Monday, January 08, 2007

A Child's Wonder




Then this weekend De and I had our niece and nephew stay with us. It's hard to appreciate how much time kids take when you really want to invest in them. We were busy with the laundry and the cooking and the dishes and the bedtime prayers and the baths, of course, but also with the deeper things of going after their hearts, discovering what it is God has made deep within them, teaching them through stories and adventures and leading them to explore the world and learn from what it has to teach them.

We played video games for awhile, but then we needed to go outside to where the adventures are far larger. We went on a hike through prairie grasses to a small lake. We ventured around it and into a dense forest full of thick undergrowth. Through that we found an old abandoned mining community. We broke glass from an old building, read graffiti on the walls (I censored it), walked across unstable floorings and loose bricks, wondered aloud what this machine used to do and about what function that portion of the fallen building must've been used for (we agreed it had to be the chamber where they tortured the bad guys for information). A large chat pile in the distance was Mount Kilimanjaro (we had already made the unsuccessful attempt of climbing it a week ago, when we abandoned the attempt after we nearly lost our tracker due to a rock avalanche). Next to it was its smaller mountain-cousin we called Mount Shasta.


In those couple of hours, we backpacked across the island-continent of Australia, trudged through the harsh heat of the Kalahari, and sailed past the dreaded Isles de Muerta. We came across swashbucklers, stomped as giants on ant-sized villages, and proved to ourselves that there was something greater in us than in the challenges we encountered in the tall grasses and weeds and mud and rock.

Especially for my 9 year-old nephew, he learned something about himself: that these circumstances not only arouse something in him to come through and, when he does, proves that he has what it takes to do so, it also shows him that he was made for adventure, made to both conquer and be conquered (by One greater than he).



And how good it was for my heart.

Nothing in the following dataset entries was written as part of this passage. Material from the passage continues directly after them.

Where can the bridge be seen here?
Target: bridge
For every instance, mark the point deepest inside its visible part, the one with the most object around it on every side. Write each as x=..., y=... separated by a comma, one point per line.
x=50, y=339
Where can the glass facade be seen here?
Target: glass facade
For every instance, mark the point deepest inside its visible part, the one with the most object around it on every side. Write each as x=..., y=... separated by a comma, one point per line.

At one point they pointed to ruins of an old bridge and with the wide-eyed wonder of children not yet exposed to the cynicism of adulthood, they exclaimed, "There is history here. This was here long before we were!" They said it with that sense of amazement and excitement that took me back and I thought, "It's true. The gospel is written in our hearts long before we hear it with our ears." In fact, I have a suspicion that we only encounter the gospel in our hearts, and all that the best hearing of it can do is to take us back again to that place we knew of when we were young, yet beyond it. I lose too often that sense of wonder and abandoned belief and simple delight. Here I stood leading these two beloved children further into the gospel, and all the while they are teaching me to recognize it as it comes.